I’m writing a Radix-2 DIT FFT algorithm in VHDL, which requires some fractional multiplication of input data by Twiddle Factor (TF). I use Fixed Point arithmetic’s to achieve that, with every word being 16 bit long, where 1 bit is a sign bit and the rest is distributed between integer and fraction. Therefore my dilemma:
I have no idea, in what range my input data will be, so if I just decide that 4 bits go to integer and the rest 11 bits to fraction, in case I get integer numbers higher than 4 bits = 15 decimal, I’m screwed. The same applies if I do 50/50, like 7 bits to integer and the rest to fraction.
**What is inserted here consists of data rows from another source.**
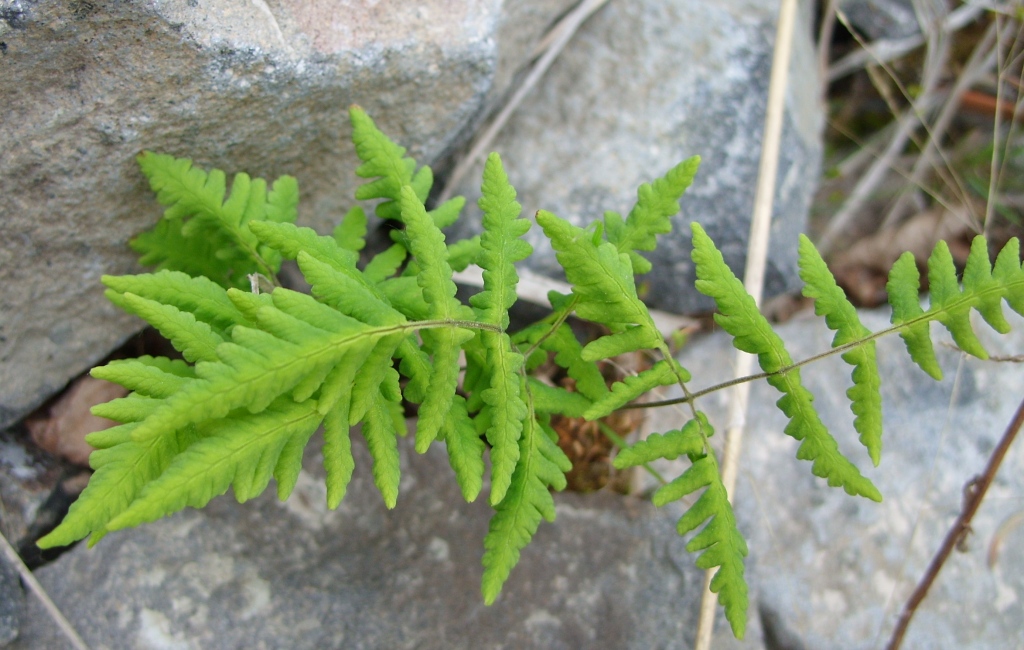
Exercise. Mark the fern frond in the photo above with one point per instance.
(465, 448)
(551, 399)
(146, 376)
(196, 340)
(666, 373)
(387, 164)
(752, 333)
(196, 200)
(946, 300)
(841, 316)
(507, 410)
(528, 500)
(650, 216)
(501, 248)
(385, 264)
(203, 298)
(721, 542)
(568, 354)
(1010, 275)
(687, 441)
(283, 202)
(601, 276)
(338, 461)
(122, 471)
(351, 232)
(290, 240)
(631, 339)
(434, 278)
(382, 426)
(500, 244)
(241, 450)
(904, 288)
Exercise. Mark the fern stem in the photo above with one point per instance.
(928, 316)
(622, 444)
(560, 316)
(974, 495)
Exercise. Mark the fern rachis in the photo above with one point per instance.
(261, 372)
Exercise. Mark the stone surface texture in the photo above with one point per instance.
(260, 87)
(828, 570)
(643, 86)
(609, 573)
(885, 18)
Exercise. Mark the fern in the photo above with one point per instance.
(261, 372)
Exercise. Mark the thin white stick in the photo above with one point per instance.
(37, 589)
(562, 33)
(757, 256)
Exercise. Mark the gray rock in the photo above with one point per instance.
(610, 572)
(260, 87)
(883, 18)
(644, 85)
(829, 570)
(11, 603)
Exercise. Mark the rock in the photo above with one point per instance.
(62, 429)
(11, 603)
(883, 18)
(611, 572)
(244, 87)
(644, 85)
(834, 571)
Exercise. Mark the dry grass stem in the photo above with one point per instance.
(555, 41)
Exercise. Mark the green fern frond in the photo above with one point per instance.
(528, 500)
(666, 373)
(427, 244)
(841, 316)
(203, 298)
(551, 399)
(196, 340)
(290, 240)
(650, 216)
(568, 354)
(146, 376)
(601, 276)
(1009, 273)
(687, 441)
(904, 288)
(196, 201)
(245, 450)
(383, 161)
(351, 232)
(501, 248)
(500, 244)
(631, 339)
(720, 540)
(752, 333)
(338, 461)
(952, 312)
(465, 448)
(122, 471)
(381, 428)
(385, 264)
(507, 410)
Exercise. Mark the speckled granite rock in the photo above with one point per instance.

If I get numbers, which are very small, I’m screwed because of truncation or rounding, i.e:
Let’s assume I have an integer "3"(0000 0011) on input and TF of "0.7071" ( 0.10110101 - 8 bit), and let’s assume, for simplicity, my data is 8 bit long, therefore:
3x0.7071 = 2.1213
3x0.7071 = 0000 0010 . 0001 1111 = 2.12109375 (for 16 bits).
Here comes the trick - I need to up/down round or truncate 16 bits to 8 bits, therefore, I get 0000 0010, i.e 2 - the error is way too high.
My questions are:
I will appreciate any ideas or information on any known methods.
You don't need to know the fixed-point format of your input. You can safely treat it as normalized -1 to 1 range or full integer-range.
The reason is that your output will have the same format as the input. Or, more likely for FFT, a known relationship like 3 bits increase, which would the output has 3 more integer bits than the input.
It is the core user's burden to know where the decimal point will end up, you have to document the change to dynamic range of course.